The Supreme Court erred in denying the motion of the defendant Nyack Hospital (hereinafter Nyack) for summary judgment dismissing the complaint insofar as asserted against it. "Generally, a hospital cannot be held vicariously liable for the malpractice of a private attending physician who is not its employee" (Quezada v O'Reilly-Green, 24 AD3d 744, 746; see Sampson v Contillo, 55 AD3d 588, 589; Dragotta v Southampton Hosp., 39 AD3d 697, 698; Salvatore v Winthrop Univ. Med. Ctr., 36 AD3d 887, 888; Christopherson v Queens-Long Is. Med. Group, P.C., 17 AD3d 393, 394; Orgovan v Bloom, 7 AD3d 770, 770). However, "an exception to the general rule exists where a patient comes to the emergency room seeking treatment from the hospital and not from a particular physician of the patient's choosing" (Salvatore v Winthrop Univ. Med. Ctr., 36 AD3d at 888; see Sampson v Contillo, 55 AD3d at 589; Christopherson v Queens-Long Is. Med. Group, P.C., 17 AD3d at 394; Orgovan v Bloom, 7 AD3d at 771).

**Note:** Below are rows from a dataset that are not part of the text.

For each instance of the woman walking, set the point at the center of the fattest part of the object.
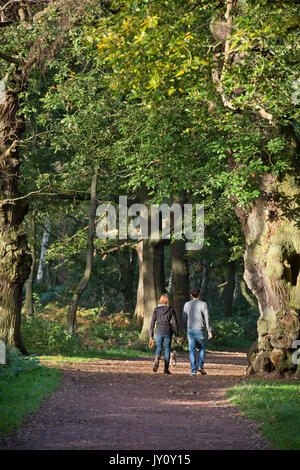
(162, 317)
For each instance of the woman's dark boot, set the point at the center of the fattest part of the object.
(156, 363)
(166, 371)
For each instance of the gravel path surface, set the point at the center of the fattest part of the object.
(119, 404)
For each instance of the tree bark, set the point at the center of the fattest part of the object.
(272, 264)
(139, 307)
(229, 290)
(126, 266)
(180, 278)
(15, 258)
(29, 308)
(204, 280)
(71, 319)
(151, 294)
(44, 249)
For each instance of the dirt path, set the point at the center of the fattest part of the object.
(120, 405)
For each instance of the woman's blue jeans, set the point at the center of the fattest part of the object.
(163, 340)
(196, 339)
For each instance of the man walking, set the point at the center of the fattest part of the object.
(194, 319)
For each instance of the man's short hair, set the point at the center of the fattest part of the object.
(195, 292)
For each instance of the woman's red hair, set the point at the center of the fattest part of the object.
(164, 299)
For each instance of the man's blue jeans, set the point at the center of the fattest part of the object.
(160, 340)
(196, 339)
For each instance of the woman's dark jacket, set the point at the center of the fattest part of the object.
(162, 317)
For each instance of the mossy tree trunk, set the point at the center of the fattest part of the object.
(272, 265)
(15, 258)
(180, 278)
(139, 307)
(28, 304)
(229, 289)
(126, 267)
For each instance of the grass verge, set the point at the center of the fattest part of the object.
(23, 394)
(275, 406)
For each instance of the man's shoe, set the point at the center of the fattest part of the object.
(156, 363)
(166, 371)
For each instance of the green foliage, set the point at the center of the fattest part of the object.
(275, 406)
(236, 332)
(17, 363)
(44, 336)
(22, 394)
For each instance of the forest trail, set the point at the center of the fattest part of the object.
(122, 404)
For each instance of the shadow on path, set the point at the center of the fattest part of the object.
(122, 404)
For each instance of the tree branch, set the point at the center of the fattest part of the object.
(11, 59)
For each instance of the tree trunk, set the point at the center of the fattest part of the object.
(180, 278)
(272, 264)
(89, 260)
(15, 259)
(229, 290)
(151, 294)
(44, 249)
(126, 267)
(159, 267)
(139, 307)
(251, 301)
(29, 308)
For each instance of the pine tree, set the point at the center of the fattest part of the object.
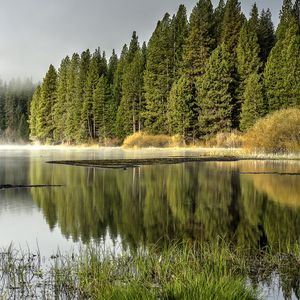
(101, 97)
(254, 106)
(85, 61)
(266, 35)
(131, 106)
(45, 121)
(297, 11)
(248, 61)
(286, 14)
(281, 76)
(200, 41)
(218, 18)
(59, 108)
(180, 30)
(253, 22)
(112, 67)
(180, 118)
(73, 110)
(88, 129)
(214, 94)
(158, 76)
(232, 24)
(34, 110)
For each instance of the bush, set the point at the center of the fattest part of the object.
(143, 140)
(225, 140)
(279, 132)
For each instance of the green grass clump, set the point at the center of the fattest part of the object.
(180, 272)
(277, 133)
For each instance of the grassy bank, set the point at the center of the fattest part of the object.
(182, 271)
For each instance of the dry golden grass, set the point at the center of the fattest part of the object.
(143, 140)
(232, 139)
(276, 133)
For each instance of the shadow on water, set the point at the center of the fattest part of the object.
(162, 203)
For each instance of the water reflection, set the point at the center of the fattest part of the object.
(154, 203)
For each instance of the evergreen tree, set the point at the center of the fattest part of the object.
(101, 97)
(297, 11)
(59, 108)
(73, 109)
(254, 106)
(286, 14)
(45, 122)
(34, 110)
(218, 18)
(112, 67)
(180, 30)
(248, 60)
(253, 22)
(131, 106)
(158, 76)
(88, 129)
(214, 94)
(180, 118)
(200, 41)
(266, 35)
(232, 24)
(85, 60)
(281, 76)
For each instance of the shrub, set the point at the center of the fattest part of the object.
(143, 140)
(279, 132)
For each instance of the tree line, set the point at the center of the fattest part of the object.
(15, 97)
(216, 72)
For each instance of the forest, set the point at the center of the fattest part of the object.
(15, 98)
(214, 71)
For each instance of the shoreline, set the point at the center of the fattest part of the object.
(212, 152)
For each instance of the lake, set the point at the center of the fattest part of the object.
(250, 203)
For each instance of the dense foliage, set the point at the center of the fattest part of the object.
(215, 72)
(15, 98)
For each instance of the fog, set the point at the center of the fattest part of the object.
(36, 33)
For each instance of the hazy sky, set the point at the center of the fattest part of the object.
(36, 33)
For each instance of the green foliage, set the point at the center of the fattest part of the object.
(248, 61)
(266, 35)
(286, 14)
(276, 133)
(179, 26)
(34, 110)
(180, 118)
(214, 94)
(59, 109)
(200, 41)
(129, 117)
(73, 108)
(282, 71)
(218, 17)
(254, 106)
(45, 120)
(153, 88)
(232, 24)
(158, 76)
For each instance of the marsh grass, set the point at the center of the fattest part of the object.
(182, 271)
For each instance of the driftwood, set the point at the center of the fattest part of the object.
(11, 186)
(135, 163)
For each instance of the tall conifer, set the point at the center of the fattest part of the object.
(214, 94)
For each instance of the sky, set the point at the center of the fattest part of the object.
(37, 33)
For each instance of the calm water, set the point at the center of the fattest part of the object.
(129, 208)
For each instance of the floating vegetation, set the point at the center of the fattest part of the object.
(182, 271)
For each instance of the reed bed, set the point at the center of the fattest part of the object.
(182, 271)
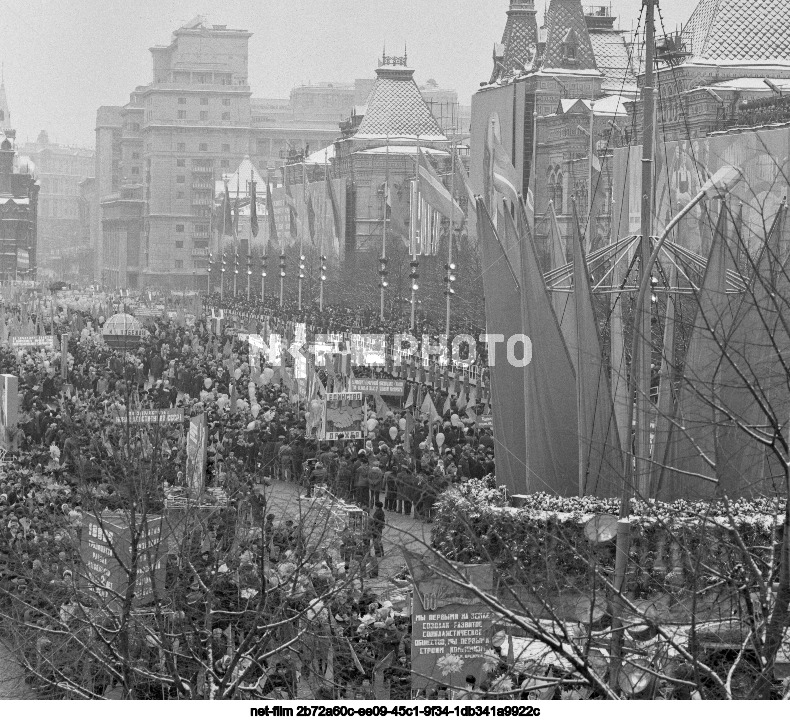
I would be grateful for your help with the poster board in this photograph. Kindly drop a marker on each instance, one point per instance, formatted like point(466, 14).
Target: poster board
point(106, 551)
point(152, 416)
point(196, 453)
point(379, 386)
point(33, 341)
point(343, 417)
point(9, 411)
point(451, 627)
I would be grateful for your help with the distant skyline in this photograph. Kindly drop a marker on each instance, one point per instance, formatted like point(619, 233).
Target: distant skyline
point(63, 60)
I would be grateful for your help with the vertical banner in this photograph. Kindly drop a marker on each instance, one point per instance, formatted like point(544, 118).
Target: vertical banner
point(451, 626)
point(64, 356)
point(196, 453)
point(9, 411)
point(106, 551)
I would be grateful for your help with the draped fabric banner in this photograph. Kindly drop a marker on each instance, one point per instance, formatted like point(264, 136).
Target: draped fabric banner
point(551, 418)
point(601, 463)
point(501, 290)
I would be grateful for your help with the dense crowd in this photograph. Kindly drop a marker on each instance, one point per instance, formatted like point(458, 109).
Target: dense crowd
point(72, 454)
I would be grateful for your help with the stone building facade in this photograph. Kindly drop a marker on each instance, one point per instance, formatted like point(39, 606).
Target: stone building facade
point(61, 169)
point(159, 156)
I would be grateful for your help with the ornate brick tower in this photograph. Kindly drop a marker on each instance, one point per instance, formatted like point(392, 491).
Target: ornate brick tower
point(518, 50)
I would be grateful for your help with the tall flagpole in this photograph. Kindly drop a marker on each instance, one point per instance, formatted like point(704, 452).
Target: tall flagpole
point(301, 235)
point(234, 220)
point(639, 380)
point(282, 243)
point(321, 276)
point(249, 240)
point(591, 150)
point(383, 262)
point(416, 230)
point(450, 266)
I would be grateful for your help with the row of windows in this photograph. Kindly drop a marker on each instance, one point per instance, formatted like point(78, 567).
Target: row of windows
point(204, 101)
point(182, 115)
point(197, 228)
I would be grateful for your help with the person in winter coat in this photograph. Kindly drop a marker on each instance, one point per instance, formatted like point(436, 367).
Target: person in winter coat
point(375, 482)
point(361, 482)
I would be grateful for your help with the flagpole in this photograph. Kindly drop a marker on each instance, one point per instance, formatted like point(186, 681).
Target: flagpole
point(415, 230)
point(450, 267)
point(591, 150)
point(321, 276)
point(249, 240)
point(301, 235)
point(384, 228)
point(235, 240)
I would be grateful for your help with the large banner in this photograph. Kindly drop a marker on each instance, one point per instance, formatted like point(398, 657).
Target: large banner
point(106, 552)
point(196, 453)
point(343, 417)
point(9, 411)
point(33, 341)
point(451, 627)
point(380, 386)
point(151, 416)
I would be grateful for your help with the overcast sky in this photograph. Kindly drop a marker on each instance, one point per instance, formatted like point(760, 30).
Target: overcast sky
point(65, 59)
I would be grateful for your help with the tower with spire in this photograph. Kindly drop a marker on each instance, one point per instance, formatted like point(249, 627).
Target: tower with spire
point(518, 50)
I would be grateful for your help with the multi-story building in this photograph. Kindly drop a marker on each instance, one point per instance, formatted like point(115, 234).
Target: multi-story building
point(61, 169)
point(159, 156)
point(545, 86)
point(18, 211)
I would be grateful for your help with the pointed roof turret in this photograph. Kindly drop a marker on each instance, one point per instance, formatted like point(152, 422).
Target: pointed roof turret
point(568, 45)
point(518, 49)
point(395, 107)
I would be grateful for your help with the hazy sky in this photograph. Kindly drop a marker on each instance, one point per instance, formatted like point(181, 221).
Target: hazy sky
point(65, 59)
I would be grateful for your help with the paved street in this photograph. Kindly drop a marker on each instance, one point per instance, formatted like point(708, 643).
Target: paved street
point(400, 530)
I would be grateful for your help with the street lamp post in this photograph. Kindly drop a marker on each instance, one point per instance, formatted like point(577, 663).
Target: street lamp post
point(263, 278)
point(321, 279)
point(301, 278)
point(282, 277)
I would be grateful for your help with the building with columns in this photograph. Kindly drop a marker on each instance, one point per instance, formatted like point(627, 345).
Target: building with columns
point(159, 156)
point(550, 88)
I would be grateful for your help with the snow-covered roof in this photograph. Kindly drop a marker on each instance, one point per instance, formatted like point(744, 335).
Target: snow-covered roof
point(395, 108)
point(726, 31)
point(753, 85)
point(319, 157)
point(402, 150)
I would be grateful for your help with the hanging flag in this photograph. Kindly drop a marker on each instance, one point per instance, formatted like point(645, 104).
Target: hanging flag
point(310, 217)
point(397, 213)
point(601, 461)
point(337, 218)
point(434, 193)
point(236, 214)
point(227, 213)
point(270, 213)
point(253, 210)
point(291, 203)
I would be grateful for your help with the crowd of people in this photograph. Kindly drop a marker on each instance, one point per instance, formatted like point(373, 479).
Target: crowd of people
point(73, 455)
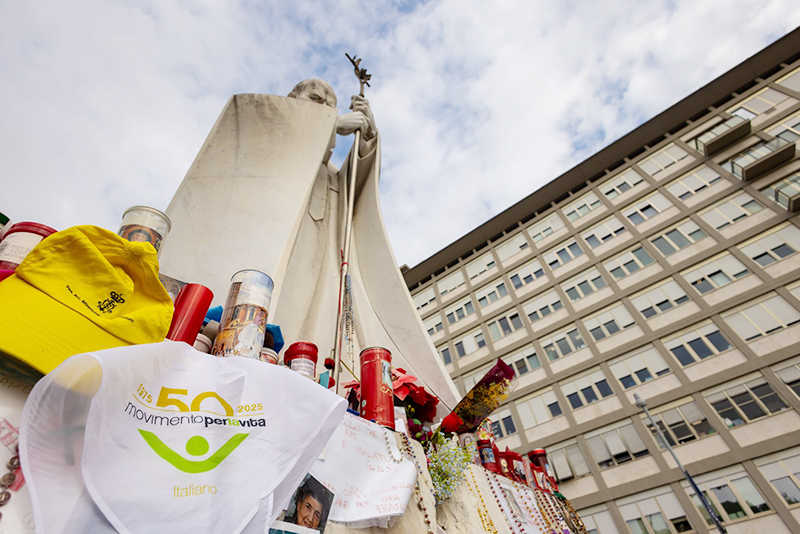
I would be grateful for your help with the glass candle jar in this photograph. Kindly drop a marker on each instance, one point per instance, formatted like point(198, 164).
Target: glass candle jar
point(143, 223)
point(244, 319)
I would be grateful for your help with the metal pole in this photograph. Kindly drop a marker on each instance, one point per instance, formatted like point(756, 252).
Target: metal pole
point(643, 405)
point(351, 193)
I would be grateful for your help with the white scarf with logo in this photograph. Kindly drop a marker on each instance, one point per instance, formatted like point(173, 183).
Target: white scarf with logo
point(162, 438)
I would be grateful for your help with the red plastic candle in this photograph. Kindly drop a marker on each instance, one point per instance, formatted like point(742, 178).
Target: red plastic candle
point(191, 306)
point(377, 393)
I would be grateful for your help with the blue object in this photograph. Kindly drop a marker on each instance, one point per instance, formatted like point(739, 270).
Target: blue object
point(275, 330)
point(214, 314)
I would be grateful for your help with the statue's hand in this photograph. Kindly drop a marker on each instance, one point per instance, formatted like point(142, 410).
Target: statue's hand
point(360, 119)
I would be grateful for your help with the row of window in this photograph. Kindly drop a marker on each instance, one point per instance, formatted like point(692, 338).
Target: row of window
point(723, 214)
point(730, 492)
point(736, 403)
point(768, 248)
point(757, 318)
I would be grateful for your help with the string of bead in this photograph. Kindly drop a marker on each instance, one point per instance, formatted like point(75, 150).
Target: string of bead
point(538, 496)
point(537, 518)
point(9, 478)
point(492, 481)
point(389, 447)
point(417, 492)
point(580, 527)
point(483, 511)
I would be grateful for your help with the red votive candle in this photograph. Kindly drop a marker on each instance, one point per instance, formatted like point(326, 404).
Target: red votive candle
point(191, 306)
point(377, 393)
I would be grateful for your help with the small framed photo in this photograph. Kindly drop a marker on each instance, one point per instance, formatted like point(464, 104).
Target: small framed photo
point(310, 505)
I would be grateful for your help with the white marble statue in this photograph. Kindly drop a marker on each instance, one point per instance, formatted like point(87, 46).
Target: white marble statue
point(263, 194)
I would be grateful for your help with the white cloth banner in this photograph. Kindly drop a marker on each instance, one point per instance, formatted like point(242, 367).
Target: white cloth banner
point(359, 465)
point(162, 438)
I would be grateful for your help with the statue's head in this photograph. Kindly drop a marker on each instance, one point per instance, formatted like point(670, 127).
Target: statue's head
point(314, 90)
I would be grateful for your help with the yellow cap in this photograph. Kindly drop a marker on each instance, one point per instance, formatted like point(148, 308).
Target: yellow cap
point(81, 290)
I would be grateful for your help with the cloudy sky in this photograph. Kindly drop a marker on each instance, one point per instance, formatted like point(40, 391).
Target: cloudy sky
point(104, 104)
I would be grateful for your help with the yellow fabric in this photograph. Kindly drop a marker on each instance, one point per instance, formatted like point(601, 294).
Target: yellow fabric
point(80, 290)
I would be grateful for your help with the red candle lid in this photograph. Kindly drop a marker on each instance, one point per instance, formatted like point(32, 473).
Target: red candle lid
point(301, 349)
point(31, 227)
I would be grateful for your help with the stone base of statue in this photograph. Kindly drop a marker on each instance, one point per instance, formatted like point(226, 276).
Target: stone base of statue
point(261, 194)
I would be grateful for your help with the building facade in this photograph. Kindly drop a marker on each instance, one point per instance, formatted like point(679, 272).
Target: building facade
point(668, 265)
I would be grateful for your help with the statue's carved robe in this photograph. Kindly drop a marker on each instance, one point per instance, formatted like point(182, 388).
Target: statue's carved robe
point(257, 197)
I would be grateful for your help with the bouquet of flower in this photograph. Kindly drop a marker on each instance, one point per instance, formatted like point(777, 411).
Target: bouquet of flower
point(446, 464)
point(484, 398)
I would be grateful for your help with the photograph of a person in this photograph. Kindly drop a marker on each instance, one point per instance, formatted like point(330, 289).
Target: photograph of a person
point(310, 505)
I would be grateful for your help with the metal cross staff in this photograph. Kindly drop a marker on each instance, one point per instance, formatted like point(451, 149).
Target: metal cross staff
point(363, 79)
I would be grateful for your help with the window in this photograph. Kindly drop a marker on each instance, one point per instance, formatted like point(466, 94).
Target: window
point(680, 422)
point(730, 211)
point(523, 360)
point(511, 247)
point(715, 273)
point(584, 284)
point(759, 103)
point(659, 298)
point(459, 311)
point(545, 228)
point(563, 253)
point(503, 326)
point(502, 423)
point(709, 135)
point(567, 460)
point(692, 183)
point(762, 317)
point(783, 190)
point(586, 389)
point(628, 262)
point(481, 265)
point(433, 324)
point(654, 512)
point(638, 367)
point(609, 322)
point(451, 282)
point(563, 343)
point(788, 130)
point(681, 236)
point(647, 208)
point(616, 445)
point(791, 80)
point(732, 496)
point(598, 521)
point(526, 274)
point(760, 150)
point(784, 475)
point(469, 343)
point(474, 377)
point(491, 293)
point(445, 353)
point(584, 205)
point(424, 297)
point(604, 232)
point(790, 376)
point(542, 306)
point(538, 408)
point(662, 160)
point(745, 400)
point(697, 343)
point(773, 245)
point(621, 184)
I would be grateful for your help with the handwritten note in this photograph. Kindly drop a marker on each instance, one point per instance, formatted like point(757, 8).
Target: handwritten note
point(361, 471)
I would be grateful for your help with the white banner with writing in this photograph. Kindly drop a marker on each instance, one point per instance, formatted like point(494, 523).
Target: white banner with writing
point(169, 439)
point(370, 476)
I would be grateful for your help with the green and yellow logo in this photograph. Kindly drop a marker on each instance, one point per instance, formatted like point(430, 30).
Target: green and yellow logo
point(196, 446)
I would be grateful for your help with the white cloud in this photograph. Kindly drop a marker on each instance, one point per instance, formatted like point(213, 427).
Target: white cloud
point(105, 104)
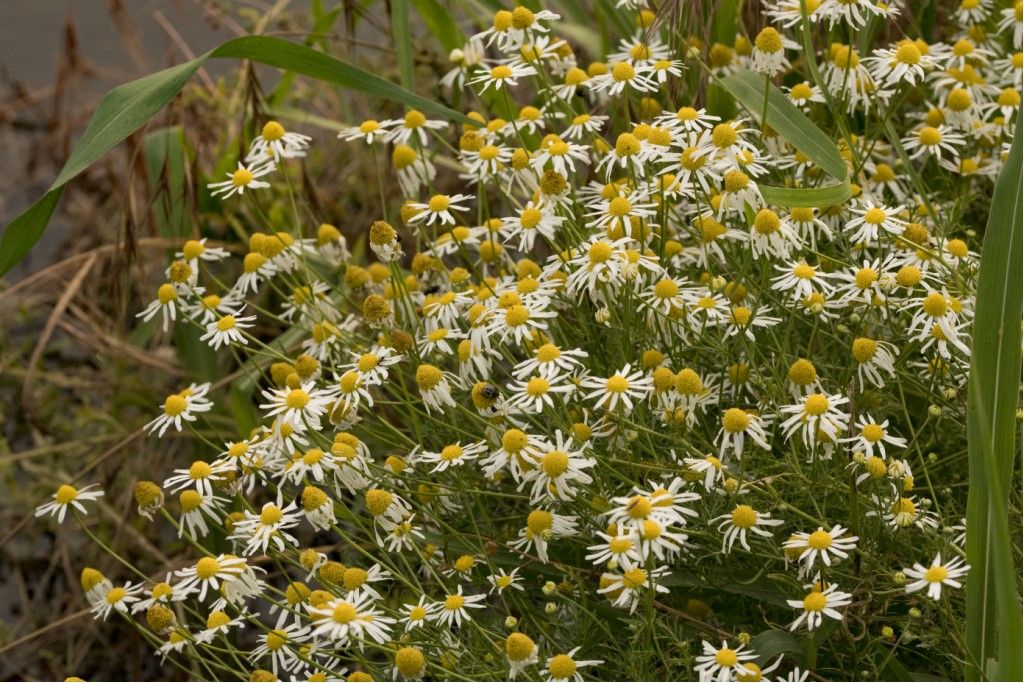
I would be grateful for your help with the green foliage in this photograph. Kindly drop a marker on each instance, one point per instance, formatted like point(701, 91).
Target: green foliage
point(127, 108)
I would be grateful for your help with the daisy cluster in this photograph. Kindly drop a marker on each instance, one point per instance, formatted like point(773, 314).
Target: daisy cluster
point(600, 378)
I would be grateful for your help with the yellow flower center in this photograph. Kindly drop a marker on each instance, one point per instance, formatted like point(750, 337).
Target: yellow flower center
point(344, 613)
point(930, 136)
point(766, 221)
point(815, 602)
point(816, 404)
point(207, 567)
point(724, 135)
point(623, 71)
point(639, 507)
point(518, 647)
point(872, 432)
point(616, 384)
point(242, 177)
point(599, 252)
point(907, 53)
point(555, 463)
point(272, 131)
point(768, 41)
point(66, 495)
point(935, 305)
point(804, 271)
point(538, 386)
point(634, 579)
point(744, 516)
point(819, 540)
point(270, 515)
point(726, 657)
point(735, 420)
point(297, 399)
point(539, 521)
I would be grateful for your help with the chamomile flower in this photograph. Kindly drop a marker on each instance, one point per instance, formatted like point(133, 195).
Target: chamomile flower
point(741, 520)
point(439, 209)
point(817, 412)
point(118, 598)
point(934, 141)
point(520, 651)
point(452, 610)
point(209, 573)
point(820, 602)
point(276, 143)
point(562, 668)
point(769, 51)
point(532, 221)
point(284, 646)
point(622, 76)
point(454, 455)
point(503, 581)
point(259, 529)
point(542, 526)
point(935, 577)
point(227, 330)
point(503, 76)
point(559, 468)
point(415, 123)
point(247, 176)
point(353, 617)
point(368, 131)
point(167, 303)
point(535, 393)
point(69, 497)
point(621, 389)
point(737, 426)
point(181, 407)
point(619, 548)
point(872, 436)
point(301, 407)
point(723, 664)
point(821, 546)
point(418, 613)
point(549, 358)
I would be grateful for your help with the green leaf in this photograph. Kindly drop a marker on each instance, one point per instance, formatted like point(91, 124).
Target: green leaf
point(790, 122)
point(824, 196)
point(25, 230)
point(440, 24)
point(608, 9)
point(993, 604)
point(723, 30)
point(402, 41)
point(127, 108)
point(769, 644)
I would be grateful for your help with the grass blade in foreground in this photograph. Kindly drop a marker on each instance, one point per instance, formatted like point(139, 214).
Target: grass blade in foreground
point(993, 615)
point(127, 108)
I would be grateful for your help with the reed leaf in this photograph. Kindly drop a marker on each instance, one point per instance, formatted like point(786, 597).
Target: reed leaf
point(127, 108)
point(783, 117)
point(993, 605)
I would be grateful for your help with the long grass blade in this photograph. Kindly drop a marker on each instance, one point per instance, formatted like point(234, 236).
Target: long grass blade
point(164, 152)
point(402, 41)
point(993, 605)
point(798, 130)
point(127, 108)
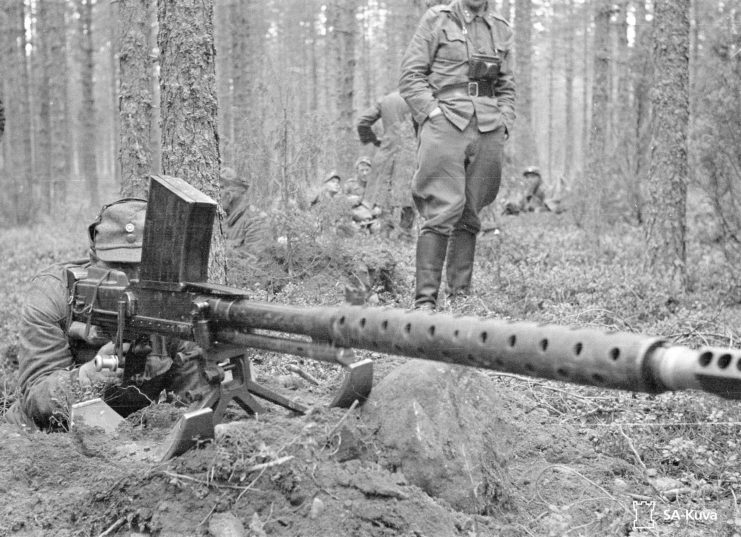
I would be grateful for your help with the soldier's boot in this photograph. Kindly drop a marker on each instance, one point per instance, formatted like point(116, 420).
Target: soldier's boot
point(459, 266)
point(431, 249)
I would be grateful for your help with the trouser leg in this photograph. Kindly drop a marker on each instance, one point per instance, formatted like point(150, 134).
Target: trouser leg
point(431, 249)
point(459, 262)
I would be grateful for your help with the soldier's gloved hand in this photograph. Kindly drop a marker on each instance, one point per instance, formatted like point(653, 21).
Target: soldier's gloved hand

Here, in opposition to Nyack's prima facie showing of entitlement to judgment as a matter of law, the plaintiff failed to raise a triable issue of fact as to whether, in arriving at Nyack's emergency room at the direction of his private physician, he sought treatment from Nyack and not from the defendant Rakesh Shreedhar, M.D., the private attending surgeon who had been called to the hospital by the plaintiff's private physician and performed an exploratory laparotomy several hours later (see Bevelacqua v Yonkers Gen. Hosp., 10 AD3d 668, 668; Orgovan v Bloom, 7 AD3d at 771; O'Regan v Lundie, 299 AD2d 531, 531; Johanessen v Singh, 259 AD2d 670, 671; see also Christopherson v Queens-Long Isl. Med. Group, P.C., 17 AD3d at 394; Klippel v Rubinstein, 300 AD2d 448, 449). Moreover, the plaintiff failed to raise a triable issue of fact as to whether Nyack's emergency room staff committed independent acts of malpractice and as to whether any order given by Dr. Shreedhar was so contraindicated that Nyack's staff should not have followed it (see Toth v Bloshinsky, 39 AD3d 848, 850; Cook v Reisner, 295 AD2d 466, 467; see also Rizzo v Staten Is. Univ. Hosp., 29 AD3d 668, 669). Furthermore, the plaintiff failed to raise a triable issue of fact as to whether Nyack may be held liable under a theory of ostensible or apparent agency (see Christopherson v Queens-Long Isl. Med. Group, P.C., 17 AD3d at 394; cf. Sosnoff v Jackman, 45 AD3d 568, 571; Gunther v Staten Is. Hosp., 226 AD2d 427, 428).
In view of our determination, we need not reach Nyack's remaining contention.
MASTRO, J.P., SANTUCCI, CHAMBERS and LOTT, JJ., concur.